Per un giorno, l'epopea dell'emigrazione del Veneto (cinque milioni di uomini e donne tra emigrati e loro discendenti, più o meno come quelli residenti nella regione) è tornata a vivere nella terra d'origine. Con l'ormai storica organizzazione dell'Associazione Trevisani nel Mondo, si è infatti tenuta sulla Piana del Cansiglio, a cavallo tra le province di Treviso e Belluno, la decima edizione dell'adunata dei "Veneti nel mondo", svoltasi alla presenza del presidente della Regione Veneto Luca Zaia, dell'assessore regionale ai flussi migratori Emanuela Lanzarin (seconda da destra nella foto d'apertura, seguita da Zaia, con i rappresentanti dell'associazionismo, durante la sfilata), di decine e decine di sindaci veneti, e di non meno di duemila emigrati veneti in rappresentanza delle organizzazioni provenienti dai cinque continenti.

Il "Cansiglio day" è iniziato con la sfilata dei labari delle istituzioni venete e delle decine di organizzazioni di veneti nel mondo, è proseguito con la messa celebrata dall'arcivescovo Alberto Bottari de Castello, di Montebelluna (Treviso), già nunzio apostolico in Africa, Giappone e Ungheria, con don Canuto Toso, don Giacomo Ferrighetto e don Angelo Arman, i sacerdoti che hanno condiviso la storia dell'emigrazione veneta, e con la premiazione di tre emigranti ed esponenti del mondo associativo dei veneti nel mondo che si sono particolarmente distinti per storia, sacrifici, realizzazioni.
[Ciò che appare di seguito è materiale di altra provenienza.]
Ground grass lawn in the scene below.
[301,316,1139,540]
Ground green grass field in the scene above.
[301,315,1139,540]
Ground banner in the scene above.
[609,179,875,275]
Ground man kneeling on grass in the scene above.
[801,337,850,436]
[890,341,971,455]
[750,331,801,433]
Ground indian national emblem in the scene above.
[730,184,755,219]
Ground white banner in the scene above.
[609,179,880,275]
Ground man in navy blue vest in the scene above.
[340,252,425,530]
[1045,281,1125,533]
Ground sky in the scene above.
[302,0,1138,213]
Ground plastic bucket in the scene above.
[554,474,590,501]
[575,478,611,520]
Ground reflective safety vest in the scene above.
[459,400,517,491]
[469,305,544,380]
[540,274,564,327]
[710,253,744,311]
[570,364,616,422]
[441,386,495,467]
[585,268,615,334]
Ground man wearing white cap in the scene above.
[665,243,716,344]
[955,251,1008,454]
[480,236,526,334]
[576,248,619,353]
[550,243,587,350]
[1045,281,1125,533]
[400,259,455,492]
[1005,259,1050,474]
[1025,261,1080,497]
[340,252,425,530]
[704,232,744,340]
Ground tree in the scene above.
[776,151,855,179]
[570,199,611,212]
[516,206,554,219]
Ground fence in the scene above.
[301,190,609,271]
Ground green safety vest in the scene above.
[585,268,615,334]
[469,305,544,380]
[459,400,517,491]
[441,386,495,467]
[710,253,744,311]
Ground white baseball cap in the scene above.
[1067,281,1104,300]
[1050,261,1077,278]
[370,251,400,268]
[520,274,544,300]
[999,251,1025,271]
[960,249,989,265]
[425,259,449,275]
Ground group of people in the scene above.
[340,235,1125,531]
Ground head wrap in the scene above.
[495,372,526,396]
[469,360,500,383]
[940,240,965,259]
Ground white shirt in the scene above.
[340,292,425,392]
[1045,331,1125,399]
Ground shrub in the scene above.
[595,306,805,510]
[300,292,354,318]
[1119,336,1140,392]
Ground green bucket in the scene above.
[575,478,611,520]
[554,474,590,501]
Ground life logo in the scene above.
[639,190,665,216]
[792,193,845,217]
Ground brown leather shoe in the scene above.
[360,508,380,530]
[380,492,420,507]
I tre premiati, su proposta delle Associazioni venete e dei Comitati e Federazioni di veneti nel mondo, sono stati:

Piergiorgio Boschiero, nato a Fara Vicentino (Vicenza), per il suo impegno nell'associazionismo in Uruguay (nella foto qui a fianco, premiato dai due rappresentanti della Giunta regionale), Amalia Pavanel, nata in Francia da genitori di origine veneta, imprenditrice di successo e presidente dell'Associazione Veneti nel Mondo Peru (nella foto a destra, con l'ex premier Matteo Renzi in visita in Perù), e Odino Soligo, nato a Trevignano (Treviso), imprenditore di successo e impegnato nell'associazionismo in Canada (nella foto qui sotto a destra, premiato pure lui con la bandieta veneta in mano). Zaia ha anche visitato la mostra d'arte sulle donna e l'emigrazione allestita per l'occasione nella chiesetta all'esterno della quale si è tenuta la cerimonia religiosa.

"Oggi rendiamo omaggio con orgoglio e riconoscenza - ha detto Zaia in un breve indirizzo di saluto ai presenti - a dei grandi veneti, che sono partiti dalle loro terre in un momento storico di povertà e sofferenze e hanno portato letteralmente in ogni angolo del mondo la loro onestà, la laboriosità, la voglia di contribuire alle crescita dei Paesi che li ospitavano, ed è per questo che ancora oggi le comunità venete sono amate e apprezzate ovunque. E' il 'Modello Veneto' dell'emigrazione che andrebbe preso ad esempio dai flussi migratori di oggi - perché i nostri emigrati partivano non per riempire le galere o bighellonare per le strade, ma per realizzare un progetto di vita, portare lavoro, conoscenze, capacità di sacrificio, con l'unico comun denominatore del rispetto di leggi, usi e costumi delle terre che li ospitavano. Questo chiediamo oggi all'immigrazione: né più ne meno di quello che i nostri emigrati hanno saputo fare in giro per il mondo".